Fast rolling mean + summarize

2019-05-08 13:49发布

问题:

In R, I am trying to do a very fast rolling mean of a large vector (up to 400k elements) using different window widths, then for each window width summarize the data by the maximum of each year. The example below will hopefully be clear. I have tried several approaches, and the fastest up to now seems to be using roll_mean from the package RcppRoll for the running mean, and aggregate for picking the maximum. Please note that memory requirement is a concern: the version below requires very little memory since it does one single rolling mean and aggregation at a time; this is preferred.

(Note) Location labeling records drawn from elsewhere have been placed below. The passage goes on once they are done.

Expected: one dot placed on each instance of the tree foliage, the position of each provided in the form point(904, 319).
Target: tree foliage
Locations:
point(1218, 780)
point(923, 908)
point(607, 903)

#Example data frame of 10k measurements from 2001 to 2014
n <- 100000
df <- data.frame(rawdata=rnorm(n),
                 year=sort(sample(2001:2014, size=n, replace=TRUE))
                 ) 

ww <- 1:120 #Vector of window widths

dfsumm <- as.data.frame(matrix(nrow=14, ncol=121))
dfsumm[,1] <- 2001:2014
colnames(dfsumm) <- c("year", paste0("D=", ww))

system.time(for (i in 1:length(ww)) {
  #Do the rolling mean for this ww
  df$tmp <- roll_mean(df$rawdata, ww[i], na.rm=TRUE, fill=NA)
  #Aggregate maxima for each year
  dfsumm[,i+1] <- aggregate(data=df, tmp ~ year, max)[,2]
}) #28s on my machine
dfsumm

This gives the desired output: a data.frame with 15 rows (years from 2001 to 2015) and 120 columns (the window widths) containing the maximum for each ww and for each year.

However, it still takes too long to compute (as I have to compute thousands of these). I have tried playing around with other options, namely dplyr and data.table, but I've been unable to find something faster due to my lack of knowledge of those packages.

Which would be the fastest way to do this, using a single core (the code is already parallelized elsewhere)?

回答1:

Memory management, i.e. allocation and copies, is killing you with your approach.

Here is a data.table approach, which assigns by reference:

library(data.table)
setDT(df)
alloc.col(df, 200) #allocate sufficient columns

#assign rolling means in a loop
for (i in seq_along(ww)) 
  set(df, j = paste0("D", i),  value = roll_mean(df[["rawdata"]], 
                                        ww[i], na.rm=TRUE, fill=NA))

dfsumm <- df[, lapply(.SD, max, na.rm = TRUE), by = year] #aggregate


回答2:

Using new frollmean function (added in data.table v1.12.0) you can do the following

th = setDTthreads(1L)
df[, paste0("D",ww) := frollmean(rawdata, ww, na.rm=TRUE)]
dfsumm <- df[, lapply(.SD, max, na.rm=TRUE), by=year]
setDTthreads(th)

You should consider shifting your parallelism down, as this use case is well parallelized in frollmean. Also grouping operation is utilizing parallel processing.



回答3:

One performance issue you create is using dynamically growing a vector using cbind. You could try to allocate the expected size beforehand, and later populating it using dfsumm[x] <- y.